Şer ittifakının dünya gidişâtına hâkim olma vâkıasını, Bosna’nın cengâver mücâhid önderi merhum Aliya İZZETBEGOVİÇ şöyle açıklar:
“Bunu hiç unutma evlât. Batı hiçbir zaman medenî olmamıştır. Bugünkü refahı; devam edegelen sömürgeciliği, döktüğü kan, akıttığı gözyaşı ve çektirdiği acılar üzerine kuruludur.”
Bu cümleden olarak, ilim ve teknolojideki gelişmişliğine rağmen, bu üstünlüğün de sağladığı imkânlarla, vahşette emsâli görülmemiş barbarlığın mümessili vaziyetindedir. Yanı başımızda, Filistin’de bir avuç masumun üzerine çöken Siyonist-haçlı ittifâkı olarak, topyekûn batılı sömürgecilerin barbarlığını tarife kelimeler kâfî gelmez.
İnsanlık bugün; «hevâsını ilâh edinmiş» batılı sömürgecilerin elinde, Allah Teâlâ’nın emânetine hıyânet içinde, fıtrata tamamen aykırı bir gidişâtta âdeta can çekişiyor. «İnsanın, insanın kurdu olduğu», hak ve hürriyetlerinden mahrum kaldığı bu modern câhiliyye karanlığından kurtulabilmesinin tek çaresi; asr-ı saâdet ilhâmıyla, nebevî ahlâkı içtimâî hayatın merkezine alarak îcap eden ruh inkılâbını yapabilmekten geçer.
Peygamber -sallâllâhu aleyhi ve sellem- Efendimiz’in her hadîs-i şerîfi tek başına bile, bu ameliye için kâfî bir muhtevâ taşır. Bu münasebetle, sadece;
“Sizden biriniz, kendisi için arzu edip istediği şeyi, din kardeşi için de arzu edip istemedikçe, gerçek anlamda îmân etmiş olmaz.” (Buhârî, Îmân, 7) hadîs-i şerîfi bile, bu inkılâb için yeterlidir.
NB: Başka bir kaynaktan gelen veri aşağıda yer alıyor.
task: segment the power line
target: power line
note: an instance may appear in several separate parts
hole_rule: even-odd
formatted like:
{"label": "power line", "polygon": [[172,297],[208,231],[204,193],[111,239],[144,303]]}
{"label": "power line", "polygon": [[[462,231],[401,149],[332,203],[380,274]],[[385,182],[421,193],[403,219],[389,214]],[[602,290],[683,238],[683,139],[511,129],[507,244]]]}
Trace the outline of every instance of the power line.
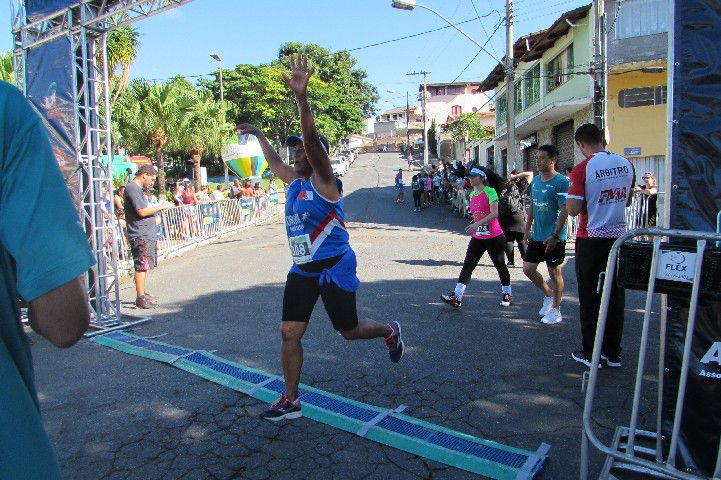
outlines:
{"label": "power line", "polygon": [[[491,35],[488,37],[488,39],[486,40],[486,43],[483,44],[484,47],[488,44],[488,42],[491,41],[491,39],[492,39],[493,36],[496,34],[496,32],[498,31],[498,29],[501,28],[501,25],[502,25],[502,24],[503,24],[503,20],[501,20],[501,21],[498,22],[498,24],[496,25],[495,30],[493,30],[493,33],[491,33]],[[471,58],[471,61],[468,62],[468,64],[467,64],[465,67],[463,67],[463,70],[461,70],[461,73],[459,73],[458,75],[456,75],[456,78],[453,79],[454,82],[455,82],[456,80],[458,80],[458,79],[461,77],[461,75],[463,75],[463,74],[465,73],[466,70],[468,70],[468,67],[471,66],[471,64],[476,60],[476,58],[478,58],[478,55],[480,55],[482,51],[483,51],[483,50],[478,50],[478,52],[476,52],[476,54],[473,56],[473,58]],[[495,50],[494,50],[494,52],[495,52]]]}
{"label": "power line", "polygon": [[[464,23],[473,22],[473,21],[475,21],[475,20],[478,20],[479,18],[480,18],[480,17],[474,17],[474,18],[468,18],[468,19],[466,19],[466,20],[461,20],[460,22],[457,22],[456,25],[462,25],[462,24],[464,24]],[[393,39],[390,39],[390,40],[384,40],[384,41],[382,41],[382,42],[369,43],[368,45],[362,45],[362,46],[360,46],[360,47],[346,48],[346,49],[343,49],[343,50],[338,50],[338,51],[335,51],[335,52],[331,52],[331,53],[329,53],[329,54],[326,55],[326,56],[338,55],[339,53],[343,53],[343,52],[356,52],[356,51],[358,51],[358,50],[365,50],[366,48],[378,47],[378,46],[381,46],[381,45],[387,45],[387,44],[389,44],[389,43],[400,42],[401,40],[408,40],[409,38],[415,38],[415,37],[420,37],[420,36],[422,36],[422,35],[428,35],[429,33],[439,32],[439,31],[445,30],[445,29],[447,29],[447,28],[453,28],[453,27],[452,27],[451,25],[446,25],[446,26],[444,26],[444,27],[438,27],[438,28],[434,28],[434,29],[432,29],[432,30],[426,30],[426,31],[424,31],[424,32],[418,32],[418,33],[414,33],[414,34],[411,34],[411,35],[405,35],[405,36],[403,36],[403,37],[393,38]],[[213,71],[213,72],[211,72],[211,73],[201,73],[201,74],[198,74],[198,75],[180,75],[180,74],[176,74],[176,75],[173,75],[172,77],[151,78],[151,79],[142,79],[142,80],[145,80],[146,82],[160,82],[160,81],[163,81],[163,80],[170,80],[170,79],[175,78],[175,77],[177,77],[177,76],[179,76],[179,75],[182,76],[182,77],[184,77],[184,78],[199,78],[199,77],[208,77],[208,76],[212,76],[212,75],[215,75],[215,74],[216,74],[215,71]]]}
Kezâ, gittikçe yalnızlaşan insana devâ olacak;
“Canım kudret elinde olan Allâh’a yemin ederim ki; sizler îmân etmedikçe cennete giremezsiniz. Birbirinizi sevmedikçe de îmân etmiş olmazsınız. Yaptığınız takdirde birbirinizi seveceğiniz bir şey söyleyeyim mi? Aranızda selâmı yayınız!” (Müslim, Îmân, 93-94)
“İnsanların en hayırlısı, insanlara faydalı olandır.” (Buhârî, Meğâzî, 35) gibi, çok sayıda hadîs-i şerifleri de aynı hususu bize ispat etmektedir.
______________
1 Osman Nûri TOPBAŞ, Hidâyetlere Vesile Olmak, Yüzakı Yayıncılık. (islamveihsan.com)
2 Osman Nûri TOPBAŞ, Âlemlere Rahmet: Hz. Muhammed -sallâllâhu aleyhi ve sellem- (islamveihsan.com)
3 Prof. Dr. Sezgin KIZILÇELİK; İnsan, Toplum, Ahlâk. İnönü Üniv. Fen-Ed. Fak. Sos. Bil.